At this time all participants are in listen-only mode. Later, we will be conduct a question and answer session, towards the end of this conference. (Operator Instructions).
I would now like to turn the call over to Mr. David Parker, Vice President, Investor Relations and Corporate Communications. Please proceed
Thank you, Keisha [ph]. Good morning to everyone and thank you for joining us. Today, we will be discussing our financial results for the first quarter ended December March 31, 2010. Before we begin our discussion, I want to remind you that statements made during this conference call with respect to the future are forward-looking statements.
Forward-looking statements involve risks and uncertainties. Our actual results may differ materially from those anticipated as a result of various factors. A list of some of these factors can be found in our SEC filings, including our Form 10-K for the year ended December 31, 2009 on file with the Securities and Exchange Commission.
During the conference call, we may refer to certain non-GAAP or adjusted financial measures. A reconciliation of the non-GAAP financial measures to the most directly comparable GAAP financial measures is available on our website at aclines.com in the investor relation sections under non-GAAP financial data.
Also, as a reminder you can follow along today via live webcast featuring a slide presentation which can also be accessed at aclines.com.
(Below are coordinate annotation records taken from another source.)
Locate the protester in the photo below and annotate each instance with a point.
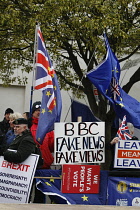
(47, 146)
(26, 115)
(115, 140)
(4, 125)
(131, 131)
(9, 137)
(23, 143)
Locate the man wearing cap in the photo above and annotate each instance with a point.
(47, 146)
(23, 143)
(4, 125)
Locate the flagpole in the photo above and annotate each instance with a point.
(34, 68)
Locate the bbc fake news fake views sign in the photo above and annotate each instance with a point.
(127, 154)
(79, 142)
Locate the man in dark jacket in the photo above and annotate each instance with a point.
(23, 143)
(4, 125)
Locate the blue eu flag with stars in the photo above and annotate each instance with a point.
(106, 79)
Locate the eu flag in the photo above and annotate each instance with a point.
(123, 131)
(46, 80)
(82, 110)
(106, 78)
(52, 187)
If you plan on viewing the slide presentation, I'll remind you to please listen to the call via your computer speakers rather than dialing in by telephone in order to avoid a time lapse between the slide presentation and the audio.
Joining me on the call today we have Mike Ryan, our President and CEO and Tom Pilholski our Senior Vice President and CFO.
With that, we will now proceed and I'll now turn the call over to Mike
Thanks David and good morning. The economy in Q1 still presented us with freight volume and pricing challenges, a continuation of the lower demand levels for the freight services which existed during the recession years of 2008 and 2009. While we do see some positive volume activity in certain sectors of our liquid and dry markets, these positive volume trends still only represent a fraction of what we need to return to pre-recession levels, but we welcome good news in any size or shape.
As we have stated in previous call, we use this recession period to realign our organization to eliminate cost and to focus on increasing productivity. This would have been a path we traveled with or without the recession, but the recession certainly gave us a greater sense of urgency for focusing on the removal of obstacles, which were keeping us from achieving greater levels of profitability.
I will cover many of these efficiency enhancement steps in our strategic initiative section in a few minutes. In the first quarter of 210, our transportation segments operating income increased by $6.2 million reflecting tighter cost control and higher gains from our asset management actions. Our manufacturing segments operating income was at a breakeven level down $4.1 million versus Q1 of last year.
Jeffboat delivered 33 dry covered barges for ACL internal use in Q1. This new build activity for ACL's transportation segment marks the beginning of our fleet reinvestment strategic initiative. Approximately one half of the cost of the new barges for ACL was offset in the quarter by the proceeds of assets sales.
In the first quarter, Jeffboat also had 25 weather related loss production days. With this economy we still need to see greater freight volume and pricing before we will achieve sustained profitability. But we are not waiting for the economy to come back to work on improving our systems.
Focusing on improving our cost and productivity not only positions us to whether this current challenging economic times, it positions us for much greater financial performance when the freight levels return to pre-recession levels. The April federal reserve base book analysis continues to report increases in economic activity in almost all districts with improvement in manufacturing mining and energy activity.
The army core of engineer's industry tonnage statistics also report small positive year-over-year trends. However, these signs of a directional change for the economy have not yet produced enough in overall freight level increases and pricing strength revitalize all of the transportation market.
While some volume increases in truck, rail and barge sectors are appearing. Overall barge rate demand remains less than the current barge supply. The army core of engineers industry statistics also show that bulk and liquid volumes continue to run approximately 24% and 14% below the average volume of the previous five years.
ACL has not yet seen strong demand return to the transportation market. We did have higher liquid ton-mile volume in Q1 but that was in comparison to last years extremely low levels. The metals markets also rose slightly in volume. Though we are encouraged by a quarterly uptick in shipments of metals products and liquid cargos, these are still modest sequential volume improvements overall.